EN la Ciudad de la Justicia de Málaga se está celebrando -con gran regocijo para los medios que se dedican al amarillismo virulento- la vista oral del caso Malaya, en la que se juzgan los comportamientos, presuntamente delictivos, de los más de 90 imputados en el mayor caso de corrupción institucionalizada que se conoce en España y gran parte del extranjero. Dinero y favores que se entrecruzaban en una trama montada durante los mandatos de Jesús Gil, y continuada por sus sucesores Julián Muñoz y Marisol Yagüe. Políticos, empresarios, policías, abogados y funcionarios, todos ellos unidos en el afán común de llevárselo calentito bajo el paraguas protector del Ayuntamiento de Marbella. Desde tiesos de solemnidad, que se sumaron entusiasmados a un latrocinio descarado, de cuyos deslumbrantes resultados hicieron rápida ostentación, simbolizada en los coches de lujo y los relojes de oro, hasta profesionales que pusieron sus conocimientos al servicio de la ilegalidad.

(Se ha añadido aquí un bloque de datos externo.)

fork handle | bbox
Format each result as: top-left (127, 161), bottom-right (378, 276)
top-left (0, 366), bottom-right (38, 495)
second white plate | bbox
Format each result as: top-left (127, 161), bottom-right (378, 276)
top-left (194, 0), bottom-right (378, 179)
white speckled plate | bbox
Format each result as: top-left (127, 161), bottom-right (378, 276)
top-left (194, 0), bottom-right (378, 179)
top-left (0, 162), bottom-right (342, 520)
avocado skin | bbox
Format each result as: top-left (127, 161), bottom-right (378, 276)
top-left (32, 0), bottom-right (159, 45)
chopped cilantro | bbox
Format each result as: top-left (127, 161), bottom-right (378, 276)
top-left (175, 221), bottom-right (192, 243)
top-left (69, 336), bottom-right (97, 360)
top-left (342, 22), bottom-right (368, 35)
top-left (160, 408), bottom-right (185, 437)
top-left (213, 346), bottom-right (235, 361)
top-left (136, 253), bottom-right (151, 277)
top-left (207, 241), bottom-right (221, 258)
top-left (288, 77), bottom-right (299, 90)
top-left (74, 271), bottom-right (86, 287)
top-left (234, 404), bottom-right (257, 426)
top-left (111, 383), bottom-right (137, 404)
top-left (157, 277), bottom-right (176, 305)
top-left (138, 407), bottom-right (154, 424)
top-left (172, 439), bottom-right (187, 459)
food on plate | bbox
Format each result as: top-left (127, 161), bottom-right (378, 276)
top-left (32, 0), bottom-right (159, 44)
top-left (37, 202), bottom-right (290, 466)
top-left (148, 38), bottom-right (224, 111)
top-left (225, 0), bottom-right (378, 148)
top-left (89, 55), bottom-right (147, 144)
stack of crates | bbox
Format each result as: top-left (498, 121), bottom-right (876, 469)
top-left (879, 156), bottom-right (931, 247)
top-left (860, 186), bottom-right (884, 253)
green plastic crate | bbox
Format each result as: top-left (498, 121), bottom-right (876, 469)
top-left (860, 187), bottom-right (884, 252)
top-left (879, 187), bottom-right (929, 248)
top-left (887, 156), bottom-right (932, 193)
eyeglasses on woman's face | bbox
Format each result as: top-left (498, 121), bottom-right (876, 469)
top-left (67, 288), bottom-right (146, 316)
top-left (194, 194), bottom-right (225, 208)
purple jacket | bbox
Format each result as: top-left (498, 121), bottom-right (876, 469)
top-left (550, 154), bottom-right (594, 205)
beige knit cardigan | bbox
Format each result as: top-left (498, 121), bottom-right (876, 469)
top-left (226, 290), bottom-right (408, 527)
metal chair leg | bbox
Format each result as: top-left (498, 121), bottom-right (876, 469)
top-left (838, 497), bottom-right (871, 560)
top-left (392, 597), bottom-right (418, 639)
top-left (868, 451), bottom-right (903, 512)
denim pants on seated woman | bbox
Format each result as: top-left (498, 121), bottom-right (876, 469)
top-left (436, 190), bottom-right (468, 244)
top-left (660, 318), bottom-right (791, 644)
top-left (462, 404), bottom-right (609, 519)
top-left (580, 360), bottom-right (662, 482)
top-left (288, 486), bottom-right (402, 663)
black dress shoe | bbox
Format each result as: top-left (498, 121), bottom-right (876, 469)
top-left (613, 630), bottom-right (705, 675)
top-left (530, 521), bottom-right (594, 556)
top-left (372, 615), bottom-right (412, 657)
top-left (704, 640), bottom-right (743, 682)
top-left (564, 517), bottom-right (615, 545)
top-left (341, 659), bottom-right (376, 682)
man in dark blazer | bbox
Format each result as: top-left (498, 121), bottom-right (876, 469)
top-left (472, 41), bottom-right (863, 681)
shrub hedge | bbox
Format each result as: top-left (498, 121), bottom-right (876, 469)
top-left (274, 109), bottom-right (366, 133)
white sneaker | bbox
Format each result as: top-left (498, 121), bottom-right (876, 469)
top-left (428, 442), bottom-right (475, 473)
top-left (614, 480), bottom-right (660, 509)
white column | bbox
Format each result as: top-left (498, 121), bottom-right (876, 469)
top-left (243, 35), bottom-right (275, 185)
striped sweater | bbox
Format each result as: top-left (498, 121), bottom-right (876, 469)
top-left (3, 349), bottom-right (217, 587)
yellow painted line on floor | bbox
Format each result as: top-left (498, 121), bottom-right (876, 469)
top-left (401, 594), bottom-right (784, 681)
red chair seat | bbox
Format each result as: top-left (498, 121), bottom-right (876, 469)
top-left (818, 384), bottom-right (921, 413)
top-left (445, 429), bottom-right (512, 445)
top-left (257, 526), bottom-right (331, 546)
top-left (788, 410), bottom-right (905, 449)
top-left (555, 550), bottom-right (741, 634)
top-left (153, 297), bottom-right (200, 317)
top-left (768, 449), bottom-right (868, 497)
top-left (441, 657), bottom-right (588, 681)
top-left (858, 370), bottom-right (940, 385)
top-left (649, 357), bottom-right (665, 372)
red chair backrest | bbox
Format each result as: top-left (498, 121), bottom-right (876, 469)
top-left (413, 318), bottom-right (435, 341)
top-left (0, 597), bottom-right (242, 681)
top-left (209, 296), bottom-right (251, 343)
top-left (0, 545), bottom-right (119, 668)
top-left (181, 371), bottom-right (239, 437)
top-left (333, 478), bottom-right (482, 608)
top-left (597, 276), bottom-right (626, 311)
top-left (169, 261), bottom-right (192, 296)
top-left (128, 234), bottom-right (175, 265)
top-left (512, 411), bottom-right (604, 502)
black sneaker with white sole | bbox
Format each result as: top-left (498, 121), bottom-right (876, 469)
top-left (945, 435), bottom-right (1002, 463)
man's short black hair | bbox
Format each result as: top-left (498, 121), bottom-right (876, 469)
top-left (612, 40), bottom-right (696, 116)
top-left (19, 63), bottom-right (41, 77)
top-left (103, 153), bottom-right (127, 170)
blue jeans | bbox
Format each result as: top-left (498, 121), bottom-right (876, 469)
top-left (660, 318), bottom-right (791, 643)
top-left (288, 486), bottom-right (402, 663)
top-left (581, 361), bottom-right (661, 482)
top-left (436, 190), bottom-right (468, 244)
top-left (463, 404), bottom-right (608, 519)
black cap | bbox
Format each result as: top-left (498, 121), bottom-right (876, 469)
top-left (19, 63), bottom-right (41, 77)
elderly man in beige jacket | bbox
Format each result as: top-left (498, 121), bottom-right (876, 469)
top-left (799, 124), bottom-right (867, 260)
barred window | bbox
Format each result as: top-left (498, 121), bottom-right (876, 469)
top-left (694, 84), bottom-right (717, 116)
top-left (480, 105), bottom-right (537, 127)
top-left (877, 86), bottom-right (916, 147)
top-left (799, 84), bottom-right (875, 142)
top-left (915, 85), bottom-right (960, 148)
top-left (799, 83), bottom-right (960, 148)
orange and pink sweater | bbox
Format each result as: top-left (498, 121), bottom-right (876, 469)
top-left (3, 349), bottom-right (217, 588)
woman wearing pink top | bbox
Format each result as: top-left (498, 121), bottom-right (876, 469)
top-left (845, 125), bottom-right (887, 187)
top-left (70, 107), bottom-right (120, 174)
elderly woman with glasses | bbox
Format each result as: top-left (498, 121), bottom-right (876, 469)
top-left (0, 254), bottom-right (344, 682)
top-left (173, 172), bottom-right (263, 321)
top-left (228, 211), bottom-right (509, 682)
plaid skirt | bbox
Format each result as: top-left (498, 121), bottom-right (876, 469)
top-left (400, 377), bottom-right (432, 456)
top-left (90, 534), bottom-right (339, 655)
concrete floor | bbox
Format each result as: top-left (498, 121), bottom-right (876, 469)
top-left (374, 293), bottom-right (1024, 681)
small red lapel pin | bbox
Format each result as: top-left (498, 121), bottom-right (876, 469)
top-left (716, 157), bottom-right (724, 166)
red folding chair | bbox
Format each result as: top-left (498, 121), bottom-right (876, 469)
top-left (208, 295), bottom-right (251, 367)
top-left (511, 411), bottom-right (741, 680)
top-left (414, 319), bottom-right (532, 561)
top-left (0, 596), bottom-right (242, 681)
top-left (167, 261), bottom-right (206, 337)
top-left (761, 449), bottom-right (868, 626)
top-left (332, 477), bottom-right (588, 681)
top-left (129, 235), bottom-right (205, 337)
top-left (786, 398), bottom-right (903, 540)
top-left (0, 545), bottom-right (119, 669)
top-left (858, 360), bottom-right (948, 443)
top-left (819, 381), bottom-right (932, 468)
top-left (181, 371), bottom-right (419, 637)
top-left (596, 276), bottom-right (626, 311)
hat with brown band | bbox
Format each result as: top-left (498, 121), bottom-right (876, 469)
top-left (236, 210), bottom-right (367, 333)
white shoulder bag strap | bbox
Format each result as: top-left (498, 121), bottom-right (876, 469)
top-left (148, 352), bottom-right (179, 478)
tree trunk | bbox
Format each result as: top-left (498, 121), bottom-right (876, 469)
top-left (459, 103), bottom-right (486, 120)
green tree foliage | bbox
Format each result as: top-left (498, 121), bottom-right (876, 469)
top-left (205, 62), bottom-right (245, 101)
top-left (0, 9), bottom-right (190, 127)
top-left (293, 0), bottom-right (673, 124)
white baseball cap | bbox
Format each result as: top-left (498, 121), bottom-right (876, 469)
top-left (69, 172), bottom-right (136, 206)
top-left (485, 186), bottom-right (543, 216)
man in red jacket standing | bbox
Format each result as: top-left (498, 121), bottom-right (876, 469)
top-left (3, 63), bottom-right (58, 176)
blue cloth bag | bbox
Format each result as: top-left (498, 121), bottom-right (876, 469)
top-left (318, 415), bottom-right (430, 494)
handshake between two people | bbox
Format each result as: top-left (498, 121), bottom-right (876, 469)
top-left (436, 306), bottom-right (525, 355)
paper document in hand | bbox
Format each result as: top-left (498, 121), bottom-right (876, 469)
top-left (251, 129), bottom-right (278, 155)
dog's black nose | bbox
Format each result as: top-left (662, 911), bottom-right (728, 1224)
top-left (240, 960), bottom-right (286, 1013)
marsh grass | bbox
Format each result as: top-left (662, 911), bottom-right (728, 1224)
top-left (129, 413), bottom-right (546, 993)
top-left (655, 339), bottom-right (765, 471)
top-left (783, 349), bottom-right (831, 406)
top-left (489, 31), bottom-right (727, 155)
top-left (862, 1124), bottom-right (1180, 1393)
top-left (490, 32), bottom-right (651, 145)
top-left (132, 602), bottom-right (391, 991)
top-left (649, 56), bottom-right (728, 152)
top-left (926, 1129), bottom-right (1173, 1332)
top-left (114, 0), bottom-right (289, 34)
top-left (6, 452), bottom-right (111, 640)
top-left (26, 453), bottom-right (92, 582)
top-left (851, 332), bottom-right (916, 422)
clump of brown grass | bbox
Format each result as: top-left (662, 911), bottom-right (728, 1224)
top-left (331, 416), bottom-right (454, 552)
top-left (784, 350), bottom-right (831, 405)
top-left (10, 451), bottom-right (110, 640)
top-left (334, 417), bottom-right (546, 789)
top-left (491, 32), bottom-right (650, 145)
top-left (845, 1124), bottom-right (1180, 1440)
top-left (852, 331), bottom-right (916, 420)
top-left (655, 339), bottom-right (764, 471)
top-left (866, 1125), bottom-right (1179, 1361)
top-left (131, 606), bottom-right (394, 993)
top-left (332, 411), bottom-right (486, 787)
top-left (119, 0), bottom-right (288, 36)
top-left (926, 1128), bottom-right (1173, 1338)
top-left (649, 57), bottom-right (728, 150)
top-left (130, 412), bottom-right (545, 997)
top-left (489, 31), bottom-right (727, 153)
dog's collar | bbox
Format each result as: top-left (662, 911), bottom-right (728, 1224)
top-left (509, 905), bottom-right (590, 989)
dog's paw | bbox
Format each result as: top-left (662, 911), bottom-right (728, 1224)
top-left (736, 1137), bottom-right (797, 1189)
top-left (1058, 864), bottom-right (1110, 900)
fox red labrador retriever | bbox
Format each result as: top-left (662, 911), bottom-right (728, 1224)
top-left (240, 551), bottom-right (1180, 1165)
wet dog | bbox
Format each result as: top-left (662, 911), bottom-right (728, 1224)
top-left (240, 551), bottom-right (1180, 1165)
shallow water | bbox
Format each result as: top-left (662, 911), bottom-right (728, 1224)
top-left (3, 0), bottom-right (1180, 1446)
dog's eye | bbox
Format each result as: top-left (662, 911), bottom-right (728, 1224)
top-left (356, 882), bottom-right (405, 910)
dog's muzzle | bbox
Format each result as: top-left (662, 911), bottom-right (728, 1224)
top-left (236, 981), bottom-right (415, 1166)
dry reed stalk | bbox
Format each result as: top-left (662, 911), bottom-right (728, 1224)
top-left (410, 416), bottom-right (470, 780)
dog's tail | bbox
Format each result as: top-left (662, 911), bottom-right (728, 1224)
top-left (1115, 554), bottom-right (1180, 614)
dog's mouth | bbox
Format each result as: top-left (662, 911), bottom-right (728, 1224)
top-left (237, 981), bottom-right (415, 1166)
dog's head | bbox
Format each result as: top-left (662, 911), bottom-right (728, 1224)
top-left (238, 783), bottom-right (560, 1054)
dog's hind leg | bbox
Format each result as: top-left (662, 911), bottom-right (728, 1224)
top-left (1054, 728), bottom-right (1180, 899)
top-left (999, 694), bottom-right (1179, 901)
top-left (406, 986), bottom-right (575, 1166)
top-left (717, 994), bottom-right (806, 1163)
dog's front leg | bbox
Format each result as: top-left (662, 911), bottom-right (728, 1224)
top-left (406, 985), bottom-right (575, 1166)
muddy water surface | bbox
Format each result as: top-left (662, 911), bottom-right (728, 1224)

Parece que el gran capo, incluso más que el propio Gil, era Roca, quien fue el que le dio consistencia, y continuidad, a la organización pero que, a diferencia de Don Vito Corleone, no supo resistirse a la tentación de la exhibición de la riqueza y el poder. Por eso ahora, se sitúa, lo sitúan, en primera fila, en este proceso de depuración de culpas y de identificación de culpables. Y es en esa depuración de culpas, que se intenta con este macroproceso, donde está el quid de la cuestión. Porque, sentados en el banquillo son todos los que están, salvo que la Justicia disponga lo contrario, pero es seguro que no están todos los que son.

No nos olvidemos que lo que pasó en Marbella, y extendió sus tentáculos en otros sitios, se pudo hacer gracias a clamorosas mayorías absolutas que, si en principio pudieron ser fruto de la ignorancia y de la herencia envenenada de situaciones políticas anteriores, se consolidaron luego, cuando ya era un clamor lo que estaba ocurriendo en Marbella. La percepción de las dimensiones de esa hidra viscosa, que impregnaba del hedor de la corrupción todo lo que tocaba, era ya el centro de comentarios, unos en voz en baja y otros en voz alta, en los círculos políticos, judiciales, policiales y periodísticos. Todo el mundo sabía lo que pasaba -no queramos engañarnos, por autobenevolencia, a estas alturas-, pero se consentía que siguiera pasando. Fue una mezcla de intereses entrecruzados y cobardías inconfesables los que permitieron que un latrocinio tan manifiesto pudiera prolongarse durante años y años.

Por eso ahora, o cuando sea, la Justicia señalará las penas a los que están siendo juzgados. Pero hay muchísimos más manchados por la culpa Malaya.